Onzekerheid daalt voor de derde maand op rij
Wat blijkt? Onzekerheid onder consument lijkt recent wat af te nemen. Sinds 2021 stelt de Europese commissie (EC) consumenten maandelijks de vraag: hoe moeilijk of makkelijk zij hun eigen financiële situatie vinden te voorspellen. Dat levert een index op. Deze zogenaamde onzekerheidsindex liet in het 2e kwartaal (mei) van dit jaar een tijdelijke piek zien. Sindsdien is de index 3 keer op een rij gedaald. Dat betekent dat er dus sprake lijkt van afnemende onzekerheid onder consumenten. De handelsoorlog, die eerder dit jaar stevig zal hebben bijgedragen aan extra onzekerheid, lijkt na de handelsdeal tussen de VS en de EU in wat rustiger vaarwater gekomen. Mogelijk zien we nu terug dat consumenten de onzekerheid, die de handelsoorlog de afgelopen tijd heeft teweeg gebracht, iets meer achter zich laten. Aan de andere kant zouden de meest recente binnenlandse politieke ontwikkelingen en de twijfel over de juridische geldigheid van sommige handelstarieven de onzekerheid onder consumenten juist weer wat kunnen aanwakkeren.
Inflatieverwachtingen lopen slechts mondjesmaat terug
De inflatieverwachtingen van consumenten lijken eveneens over hun recente piek heen als we kijken naar de meest recente cijfers van de ECB en de vergelijkbare reeks van de EC. De verwachting onder consumenten voor de inflatie gedurende de komende 12 maanden is volgens die laatste in juli op 3% blijven steken. Belangrijke aanjagers van inflatieverwachtingen onder consumenten kunnen zoals gezegd de voedings- en energieprijzen zijn. Kijken we naar onze verwachtingen voor die prijzen dan hebben consumenten maar gedeeltelijk aanleiding om hun inflatieverwachtingen verder te laten dalen. De energie-inflatie zal waarschijnlijk wel gunstig uitpakken, maar de prijsstijgingen van voedingsmiddelen zullen naar verwachting nog relatief hoog blijven gedurende de rest van 2025.
Consument nog wel even in de greep van prijsstijgingen en onzekerheid
Wat betekent dit alles voor de rest van 2025, laat de consument iets van zijn voorzichtigheid varen? Een consument, die zich wat minder onzeker voelt en met minder hoge inflatieverwachtingen, zal mogelijk wat minder negatief worden en eerder geneigd zijn portemonnee te trekken. Tegelijkertijd blijft de inflatie naar verwachting vrij hardnekkig en zien we ook dat de inflatieverwachtingen van de consument nog boven het langjarig gemiddelde blijven steken.
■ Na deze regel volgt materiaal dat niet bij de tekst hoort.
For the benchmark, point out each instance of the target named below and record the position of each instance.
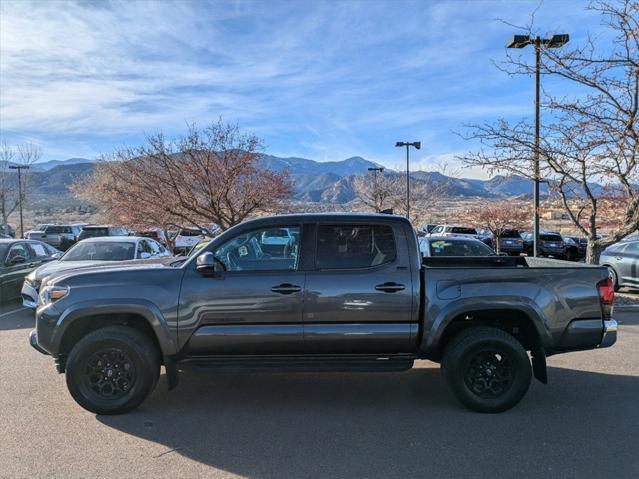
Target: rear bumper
(610, 334)
(588, 334)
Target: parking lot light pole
(520, 41)
(20, 168)
(417, 145)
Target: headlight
(50, 294)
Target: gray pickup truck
(344, 292)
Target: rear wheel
(112, 370)
(487, 369)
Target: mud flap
(170, 365)
(539, 365)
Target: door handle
(286, 288)
(390, 287)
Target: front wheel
(112, 370)
(488, 369)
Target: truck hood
(55, 268)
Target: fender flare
(140, 307)
(445, 316)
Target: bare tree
(22, 155)
(209, 176)
(499, 217)
(589, 147)
(376, 191)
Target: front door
(255, 305)
(359, 296)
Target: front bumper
(610, 334)
(29, 296)
(33, 341)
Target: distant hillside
(319, 182)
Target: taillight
(606, 289)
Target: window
(354, 246)
(39, 250)
(459, 248)
(18, 250)
(258, 250)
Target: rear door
(359, 296)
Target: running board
(301, 363)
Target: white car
(93, 252)
(454, 230)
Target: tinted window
(107, 251)
(511, 234)
(39, 250)
(463, 231)
(354, 246)
(58, 230)
(459, 248)
(16, 250)
(547, 237)
(250, 251)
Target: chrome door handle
(390, 287)
(286, 288)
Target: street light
(417, 145)
(20, 168)
(520, 41)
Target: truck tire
(488, 369)
(112, 370)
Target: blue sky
(324, 80)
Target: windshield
(107, 251)
(454, 247)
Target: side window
(354, 246)
(263, 249)
(16, 250)
(38, 250)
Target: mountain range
(325, 182)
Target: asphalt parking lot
(583, 424)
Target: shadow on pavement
(582, 424)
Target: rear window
(93, 232)
(58, 229)
(459, 248)
(354, 246)
(463, 231)
(547, 237)
(190, 233)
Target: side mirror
(208, 264)
(17, 260)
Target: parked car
(428, 228)
(622, 261)
(510, 242)
(454, 230)
(100, 231)
(581, 247)
(350, 293)
(17, 259)
(186, 239)
(7, 230)
(155, 234)
(92, 252)
(61, 237)
(37, 229)
(452, 246)
(550, 244)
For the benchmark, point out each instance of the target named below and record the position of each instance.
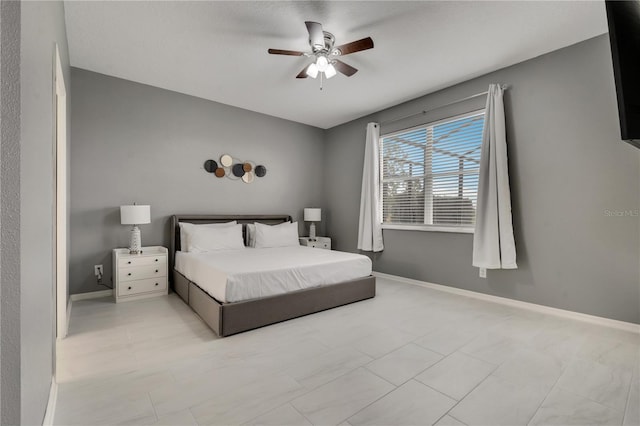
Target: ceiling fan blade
(355, 46)
(345, 69)
(316, 36)
(285, 52)
(303, 73)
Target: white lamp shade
(135, 215)
(312, 215)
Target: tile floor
(410, 356)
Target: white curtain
(370, 230)
(493, 243)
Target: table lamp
(135, 215)
(312, 215)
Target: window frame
(428, 126)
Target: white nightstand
(319, 242)
(138, 276)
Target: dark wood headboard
(202, 219)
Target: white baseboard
(91, 295)
(606, 322)
(51, 404)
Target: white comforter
(250, 273)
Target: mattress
(251, 273)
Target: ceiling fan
(325, 54)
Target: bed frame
(231, 318)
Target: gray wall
(136, 143)
(42, 26)
(567, 168)
(9, 213)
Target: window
(429, 175)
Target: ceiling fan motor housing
(329, 41)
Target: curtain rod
(424, 111)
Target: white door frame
(62, 274)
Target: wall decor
(235, 169)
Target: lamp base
(135, 242)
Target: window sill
(428, 228)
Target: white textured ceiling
(218, 50)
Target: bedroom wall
(42, 27)
(136, 143)
(568, 168)
(9, 213)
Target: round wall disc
(261, 171)
(238, 170)
(226, 160)
(210, 166)
(248, 177)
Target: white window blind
(429, 174)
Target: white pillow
(207, 239)
(186, 228)
(283, 235)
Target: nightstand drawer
(143, 286)
(142, 260)
(142, 272)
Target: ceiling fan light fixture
(322, 63)
(312, 70)
(330, 71)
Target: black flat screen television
(624, 35)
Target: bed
(228, 315)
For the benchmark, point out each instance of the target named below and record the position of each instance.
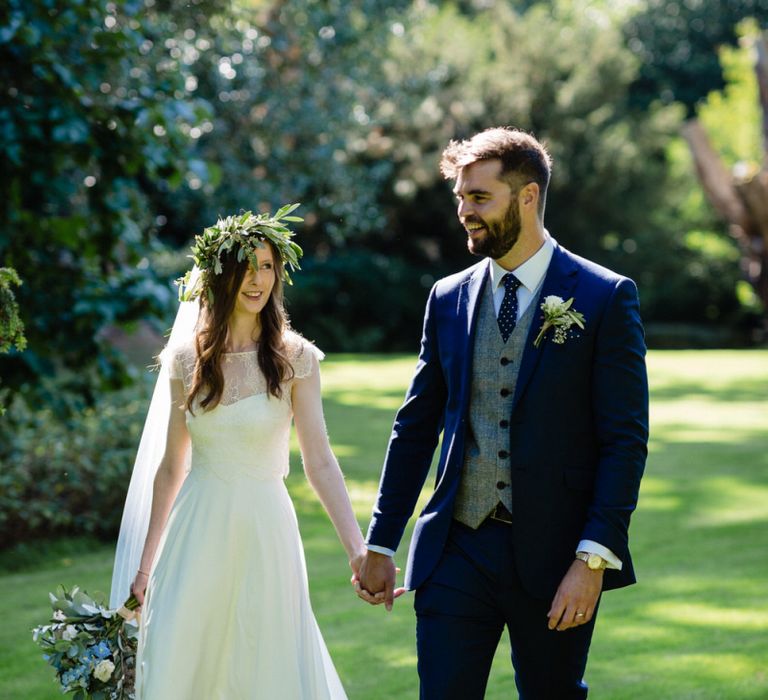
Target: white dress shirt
(531, 275)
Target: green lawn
(696, 626)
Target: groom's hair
(523, 158)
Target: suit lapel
(466, 311)
(559, 281)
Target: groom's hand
(576, 598)
(375, 581)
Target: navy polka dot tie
(508, 310)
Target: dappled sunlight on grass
(657, 494)
(695, 627)
(699, 614)
(731, 501)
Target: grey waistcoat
(487, 473)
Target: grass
(696, 626)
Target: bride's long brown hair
(211, 333)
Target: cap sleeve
(180, 361)
(302, 353)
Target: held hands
(576, 598)
(374, 581)
(139, 586)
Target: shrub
(68, 475)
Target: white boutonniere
(559, 315)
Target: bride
(221, 575)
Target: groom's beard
(499, 237)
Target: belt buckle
(501, 514)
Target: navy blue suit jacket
(578, 427)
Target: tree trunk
(741, 202)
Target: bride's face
(257, 284)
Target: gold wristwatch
(594, 561)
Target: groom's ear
(529, 195)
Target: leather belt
(501, 514)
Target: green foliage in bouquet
(92, 648)
(244, 234)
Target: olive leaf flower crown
(244, 233)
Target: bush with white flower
(92, 648)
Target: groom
(544, 442)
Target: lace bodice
(242, 375)
(247, 433)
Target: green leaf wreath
(244, 233)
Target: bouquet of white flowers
(92, 648)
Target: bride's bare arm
(170, 475)
(320, 464)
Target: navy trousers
(462, 609)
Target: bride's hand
(355, 563)
(139, 586)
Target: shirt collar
(531, 272)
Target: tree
(678, 43)
(91, 116)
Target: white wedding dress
(227, 614)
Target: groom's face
(487, 208)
Ook de onzekerheid is nog niet zomaar uit de lucht. Hoewel die is afgenomen, zijn we niet op het niveaus van voor de energiecrisis en de inval in Oekraïne. De onzekerheid onder consumenten ligt wel nog iets hoger dan vorig jaar zomer, toen het vertrouwen onder consumenten een opleving kende.
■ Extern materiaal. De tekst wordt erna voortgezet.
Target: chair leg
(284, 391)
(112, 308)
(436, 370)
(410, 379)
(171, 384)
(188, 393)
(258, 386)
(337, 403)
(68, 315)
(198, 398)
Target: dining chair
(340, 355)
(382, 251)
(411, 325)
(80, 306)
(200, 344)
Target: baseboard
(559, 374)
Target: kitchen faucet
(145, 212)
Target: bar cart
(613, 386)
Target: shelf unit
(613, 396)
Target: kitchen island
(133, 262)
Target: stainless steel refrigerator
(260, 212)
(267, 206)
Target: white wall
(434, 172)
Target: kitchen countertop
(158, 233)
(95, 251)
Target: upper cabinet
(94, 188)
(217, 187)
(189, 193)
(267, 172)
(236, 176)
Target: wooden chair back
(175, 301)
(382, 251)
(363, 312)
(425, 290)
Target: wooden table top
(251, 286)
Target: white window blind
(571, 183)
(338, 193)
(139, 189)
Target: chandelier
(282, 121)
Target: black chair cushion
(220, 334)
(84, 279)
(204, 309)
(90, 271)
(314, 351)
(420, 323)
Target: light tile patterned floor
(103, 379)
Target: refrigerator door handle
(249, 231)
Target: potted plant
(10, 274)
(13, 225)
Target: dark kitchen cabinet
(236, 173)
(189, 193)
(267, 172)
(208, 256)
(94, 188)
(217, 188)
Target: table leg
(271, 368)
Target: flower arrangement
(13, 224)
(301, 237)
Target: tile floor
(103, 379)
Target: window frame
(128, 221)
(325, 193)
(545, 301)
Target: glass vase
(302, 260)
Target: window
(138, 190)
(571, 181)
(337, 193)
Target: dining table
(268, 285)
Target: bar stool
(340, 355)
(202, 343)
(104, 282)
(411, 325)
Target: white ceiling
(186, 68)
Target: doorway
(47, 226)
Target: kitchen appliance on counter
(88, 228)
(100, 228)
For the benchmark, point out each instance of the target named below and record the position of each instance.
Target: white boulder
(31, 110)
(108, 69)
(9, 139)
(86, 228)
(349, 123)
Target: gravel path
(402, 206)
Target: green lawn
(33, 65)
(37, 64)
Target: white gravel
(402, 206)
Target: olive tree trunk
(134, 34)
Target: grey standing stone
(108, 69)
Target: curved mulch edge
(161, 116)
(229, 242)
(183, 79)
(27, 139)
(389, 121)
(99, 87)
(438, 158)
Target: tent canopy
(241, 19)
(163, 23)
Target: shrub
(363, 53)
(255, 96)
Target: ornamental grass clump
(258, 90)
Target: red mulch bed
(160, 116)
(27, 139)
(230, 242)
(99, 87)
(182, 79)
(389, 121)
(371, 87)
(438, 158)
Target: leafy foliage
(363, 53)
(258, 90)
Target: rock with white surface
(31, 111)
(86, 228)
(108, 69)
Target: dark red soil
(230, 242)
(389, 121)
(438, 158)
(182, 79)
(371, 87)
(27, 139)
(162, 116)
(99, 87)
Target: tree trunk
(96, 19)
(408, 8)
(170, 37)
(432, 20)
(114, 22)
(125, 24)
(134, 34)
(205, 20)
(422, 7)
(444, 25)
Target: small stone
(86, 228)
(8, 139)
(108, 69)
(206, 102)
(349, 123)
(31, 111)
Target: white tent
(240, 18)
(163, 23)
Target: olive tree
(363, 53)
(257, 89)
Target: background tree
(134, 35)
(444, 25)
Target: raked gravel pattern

Ondanks dat de consument meer te besteden heeft dit jaar, heeft hij in de eerste helft zijn bestedingen nog niet extra opgeschroefd. Voor rest van dit jaar verwacht ING Research dat de consument zijn voorzichtigheid geleidelijk wel iets zal laten varen. Dat betekent dat we denken dat de groei van de consumptie van huishoudens de komende kwartalen geleidelijk iets aan kracht wint, maar met ruim 0,3% per kwartaal historisch gezien nog wel aan de magere kant blijft. Voor volgend jaar verwacht ING Research dat de consumptie verder aantrekt. Dan zal de consument naar verwachting ook weer een grotere bijdrage aan de groei van de economie gaan leveren.